Tra le novità di maggiore rilievo spicca infatti l’uovo dedicato a “K-Pop Demon Hunters”, fenomeno internazionale affermatosi come uno dei contenuti più visti di sempre su Netflix, con oltre 480 milioni di visualizzazioni globali. Il progetto si inserisce in un contesto in cui la colonna sonora del film ha superato 1,3 miliardi di stream su Spotify, confermando la forza del K-Pop come brand culturale capace di integrare musica, moda e intrattenimento, e in grado anche di incidere sulle dinamiche del largo consumo.
L’uovo, nel formato da 250 grammi di finissimo cioccolato al latte, contiene sorprese collezionabili ispirate all’universo narrativo del film. La collaborazione Dolfin-Netflix si configura come estensione fisica di un fenomeno entertainment digitale, con un chiaro orientamento alle Gen Alpha e Gen Z, puntando sul licensing ad alta riconoscibilità, sul contenuto collezionabile e sul community engagement trasversale tra media e retail.
Accanto al presidio sulle nuove generazioni, Dolfin rafforza il posizionamento sul target young adult con l’uovo nato dalla partnership con Baileys, love brand internazionale con oltre 200 milioni di consumatori nel mondo, in finissimo cioccolato al latte al gusto Baileys e in versione analcolica, reinterpretando in chiave pasquale un sapore iconico.

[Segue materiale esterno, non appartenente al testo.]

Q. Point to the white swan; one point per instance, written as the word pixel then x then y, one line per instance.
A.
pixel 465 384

Una referenza pensata per un pubblico adulto che vede nell’uovo di Pasqua un’occasione di regalo e di consumo legata a piacere e condivisione.
La doppia operazione Dolfin evidenzia una segmentazione sempre più mirata del mercato e un approccio che integra entertainment, love brand e qualità di prodotto.
Le uova di cioccolato escono dalla sola logica di prodotto stagionale per diventare veicolo di storytelling e di connessione con community specifiche, e la leva del licensing evolve a strumento di intercettazione di trend globali, trasformando l’uovo di Pasqua in un touchpoint strategico tra cultura pop e consumo stagionale.